Acquisti’s research suggests protection of our privacy needs to be a matter of personal and professional policy rather than an afterthought, or reliant only on spur of the moment decisions.

Analysis around the necessity for privacy from a business perspective goes deeper. Banking and credit card details, your business model, clientele, and intellectual property give you your well-earned standing in the business world – information that is always disastrous in the wrong hands.

Keeping control of your information is fundamental. But how do organisations safeguard their privacy?

This was the question raised by a group in South Africa seeking a guarantee that their information was safe. Turning to a team of researchers from the University of Cape Town’s Information Systems Department, they discovered security “in the cloud” is not necessarily pie-in-the-sky.

What could be sturdier than a Cloud?

For many people the solution to a plethora of techno-headaches has been “cloud computing”. In fact, “cloud computing” is something of a misnomer.

The internet isn’t floating above our heads up there (like a cloud), it is, in fact underground! Most parts of what we know as “the web”, including all of our emails, are housed in secure, underground chambers containing “servers” (just a word for a computer which stores, collectively, the contents of the internet).

You may find yourself in the “Dropbox Duplex”
You may find yourself in the “Dropbox Duplex”

An analogy for cloud computing would be occupying real estate on the internet. When you make use of someone else’s cloud, you are essentially renting a building from them. You may find yourself in the “Dropbox Duplex” or the “Facebook Frat-House” but the space you occupy isn’t actually yours. That means what you store there, is not all that safe – and definitely not private.

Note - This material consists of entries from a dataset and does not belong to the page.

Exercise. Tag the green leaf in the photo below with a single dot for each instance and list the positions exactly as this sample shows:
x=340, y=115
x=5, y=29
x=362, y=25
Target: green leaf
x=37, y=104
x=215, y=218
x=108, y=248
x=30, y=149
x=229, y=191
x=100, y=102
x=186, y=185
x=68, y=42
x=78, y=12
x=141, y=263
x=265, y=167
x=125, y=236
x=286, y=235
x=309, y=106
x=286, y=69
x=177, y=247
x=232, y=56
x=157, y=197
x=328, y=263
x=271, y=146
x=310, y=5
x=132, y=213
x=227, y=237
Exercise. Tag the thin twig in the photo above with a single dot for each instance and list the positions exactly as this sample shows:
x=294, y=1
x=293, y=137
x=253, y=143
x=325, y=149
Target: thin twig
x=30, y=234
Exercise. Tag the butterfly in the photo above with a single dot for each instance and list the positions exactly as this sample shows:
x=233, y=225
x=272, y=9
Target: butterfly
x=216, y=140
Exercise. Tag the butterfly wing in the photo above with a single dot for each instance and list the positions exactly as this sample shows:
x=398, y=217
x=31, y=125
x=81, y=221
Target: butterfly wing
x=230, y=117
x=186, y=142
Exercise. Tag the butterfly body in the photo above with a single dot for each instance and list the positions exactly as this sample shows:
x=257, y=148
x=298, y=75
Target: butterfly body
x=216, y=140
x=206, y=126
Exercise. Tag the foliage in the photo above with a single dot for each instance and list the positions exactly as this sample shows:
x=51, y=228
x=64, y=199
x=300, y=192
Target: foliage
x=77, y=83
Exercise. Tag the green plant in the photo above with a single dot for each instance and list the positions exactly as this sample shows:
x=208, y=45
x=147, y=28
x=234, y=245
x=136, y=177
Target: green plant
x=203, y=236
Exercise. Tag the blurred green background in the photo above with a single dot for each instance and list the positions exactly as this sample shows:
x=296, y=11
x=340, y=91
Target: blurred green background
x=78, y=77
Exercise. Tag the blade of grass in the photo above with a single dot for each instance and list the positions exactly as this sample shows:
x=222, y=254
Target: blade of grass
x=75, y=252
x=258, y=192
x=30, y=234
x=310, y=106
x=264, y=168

Extending the analogy, it may be accurate to imagine Google as a gargantuan hotel. Like the infamous one in California, you can “check-in any time you like but you can never leave”. Google will keep all of your precious data even if you close down your Gmail, Youtube, or Google Docs accounts.

The ideal situation would be to buy your own house. The cloud computing equivalent to buying your own house means your own private cloud (really, just your own “server”) where all of your personal or business information is solely under your control. That is the route that post-graduates UCT’s Information Systems department have suggested.

Owning your own cloud is way more private and secure than using a shared cloud as is the norm these days. In addition to this, the closest thing to complete security and peace of mind is having multiple off-site backups (of your cloud) kept in a few separate locations. Having multiple “cloud services” would make it practically impossible to achieve an integrated backup such as this.

In a world where technology is so often used to invade privacy, let’s use technology to safeguard privacy.